Tuning the polymorphism of the anti-VEGF G-rich V7t1 aptamer by covalent dimeric constructs

In the optimization process of nucleic acid aptamers, increased affinity and/or activity are generally searched by exploring structural analogues of the lead compound. In many cases, promising results have been obtained by dimerization of the starting aptamer. Here we studied a focused set of covalent dimers of the G-quadruplex (G4) forming anti-Vascular Endothelial Growth Factor (VEGF) V7t1 aptamer with the aim of identifying derivatives with improved properties. In the design of these covalent dimers, connecting linkers of different chemical nature, maintaining the same polarity along the strand or inverting it, have been introduced. These dimeric aptamers have been investigated using several biophysical techniques to disclose the conformational behavior, molecularity and thermal stability of the structures formed in different buffers.

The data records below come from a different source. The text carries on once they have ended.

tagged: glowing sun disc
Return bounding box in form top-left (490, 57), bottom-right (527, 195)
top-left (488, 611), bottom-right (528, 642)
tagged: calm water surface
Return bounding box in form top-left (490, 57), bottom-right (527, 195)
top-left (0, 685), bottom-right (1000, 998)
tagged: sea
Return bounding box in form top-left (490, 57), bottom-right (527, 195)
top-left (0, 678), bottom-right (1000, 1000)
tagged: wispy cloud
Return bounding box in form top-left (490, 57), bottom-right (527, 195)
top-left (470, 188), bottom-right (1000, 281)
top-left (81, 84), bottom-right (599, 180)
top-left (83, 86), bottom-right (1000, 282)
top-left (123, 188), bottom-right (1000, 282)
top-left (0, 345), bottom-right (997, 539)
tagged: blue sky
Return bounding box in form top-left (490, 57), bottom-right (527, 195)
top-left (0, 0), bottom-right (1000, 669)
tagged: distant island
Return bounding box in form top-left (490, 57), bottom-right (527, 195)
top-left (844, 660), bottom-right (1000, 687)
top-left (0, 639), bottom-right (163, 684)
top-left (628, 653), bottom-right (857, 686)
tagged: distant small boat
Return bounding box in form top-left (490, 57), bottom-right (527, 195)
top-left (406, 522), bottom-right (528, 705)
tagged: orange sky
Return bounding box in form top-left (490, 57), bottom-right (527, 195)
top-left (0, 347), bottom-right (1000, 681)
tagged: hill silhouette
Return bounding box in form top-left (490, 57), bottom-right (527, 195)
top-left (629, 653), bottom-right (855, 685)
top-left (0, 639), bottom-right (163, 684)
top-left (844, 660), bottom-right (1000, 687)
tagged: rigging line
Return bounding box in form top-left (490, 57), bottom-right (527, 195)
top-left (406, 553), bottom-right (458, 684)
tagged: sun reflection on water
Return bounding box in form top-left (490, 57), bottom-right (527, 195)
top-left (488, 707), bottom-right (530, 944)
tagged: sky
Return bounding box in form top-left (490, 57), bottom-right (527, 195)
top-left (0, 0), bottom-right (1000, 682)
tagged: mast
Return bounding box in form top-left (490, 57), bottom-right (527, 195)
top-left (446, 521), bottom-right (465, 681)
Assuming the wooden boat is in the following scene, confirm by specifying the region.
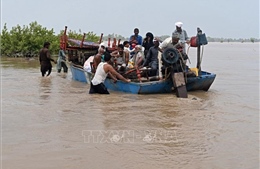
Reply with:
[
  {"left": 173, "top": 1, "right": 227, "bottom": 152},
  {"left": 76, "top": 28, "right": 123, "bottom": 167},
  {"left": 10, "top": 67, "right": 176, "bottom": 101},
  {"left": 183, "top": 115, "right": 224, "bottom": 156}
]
[
  {"left": 64, "top": 28, "right": 216, "bottom": 94},
  {"left": 70, "top": 64, "right": 216, "bottom": 94}
]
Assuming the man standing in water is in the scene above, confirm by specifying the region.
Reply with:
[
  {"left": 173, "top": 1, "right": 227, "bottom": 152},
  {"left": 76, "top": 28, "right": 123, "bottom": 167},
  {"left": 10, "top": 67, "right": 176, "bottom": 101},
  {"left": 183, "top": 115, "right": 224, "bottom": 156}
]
[
  {"left": 39, "top": 42, "right": 57, "bottom": 77},
  {"left": 89, "top": 53, "right": 130, "bottom": 94}
]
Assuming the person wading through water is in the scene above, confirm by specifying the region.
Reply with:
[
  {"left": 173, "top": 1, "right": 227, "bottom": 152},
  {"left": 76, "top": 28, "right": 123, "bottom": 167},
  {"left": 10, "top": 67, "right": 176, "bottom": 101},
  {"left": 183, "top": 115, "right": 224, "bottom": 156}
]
[{"left": 39, "top": 42, "right": 57, "bottom": 77}]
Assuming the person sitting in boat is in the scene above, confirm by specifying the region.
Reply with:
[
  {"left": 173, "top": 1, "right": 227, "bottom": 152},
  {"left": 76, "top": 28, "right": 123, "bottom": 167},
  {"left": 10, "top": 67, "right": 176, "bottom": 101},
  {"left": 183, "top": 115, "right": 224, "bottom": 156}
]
[
  {"left": 143, "top": 39, "right": 159, "bottom": 76},
  {"left": 129, "top": 28, "right": 143, "bottom": 50},
  {"left": 142, "top": 32, "right": 154, "bottom": 58},
  {"left": 89, "top": 52, "right": 130, "bottom": 94},
  {"left": 111, "top": 44, "right": 129, "bottom": 71},
  {"left": 132, "top": 45, "right": 144, "bottom": 68}
]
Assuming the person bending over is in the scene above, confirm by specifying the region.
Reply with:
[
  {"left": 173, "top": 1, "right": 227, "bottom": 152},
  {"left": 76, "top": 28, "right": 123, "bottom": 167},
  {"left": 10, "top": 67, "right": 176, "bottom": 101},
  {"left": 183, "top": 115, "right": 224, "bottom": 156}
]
[{"left": 89, "top": 53, "right": 130, "bottom": 94}]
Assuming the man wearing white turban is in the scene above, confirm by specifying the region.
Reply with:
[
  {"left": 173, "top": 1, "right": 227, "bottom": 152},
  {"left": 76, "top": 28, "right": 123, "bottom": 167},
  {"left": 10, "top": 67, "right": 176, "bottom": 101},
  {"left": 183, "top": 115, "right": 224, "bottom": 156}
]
[{"left": 172, "top": 22, "right": 190, "bottom": 53}]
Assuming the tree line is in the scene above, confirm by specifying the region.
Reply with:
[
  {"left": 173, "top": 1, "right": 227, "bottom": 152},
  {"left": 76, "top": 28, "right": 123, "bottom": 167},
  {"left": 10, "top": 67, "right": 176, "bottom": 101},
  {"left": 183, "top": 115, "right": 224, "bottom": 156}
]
[
  {"left": 0, "top": 21, "right": 99, "bottom": 57},
  {"left": 0, "top": 21, "right": 259, "bottom": 57}
]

This in-depth biophysical characterization revealed the formation of stable G4 structures, however in some cases accompanied by alternative tridimensional arrangements. When tested for their VEGF165 binding and antiproliferative activity in comparison with V7t1, these covalent dimers showed slightly lower binding ability to the target protein but similar if not slightly higher antiproliferative activity on human breast adenocarcinoma MCF-7 cells. These results provide useful information for the design of improved dimeric aptamers based on further optimization of the linker joining the two consecutive V7t1 sequences.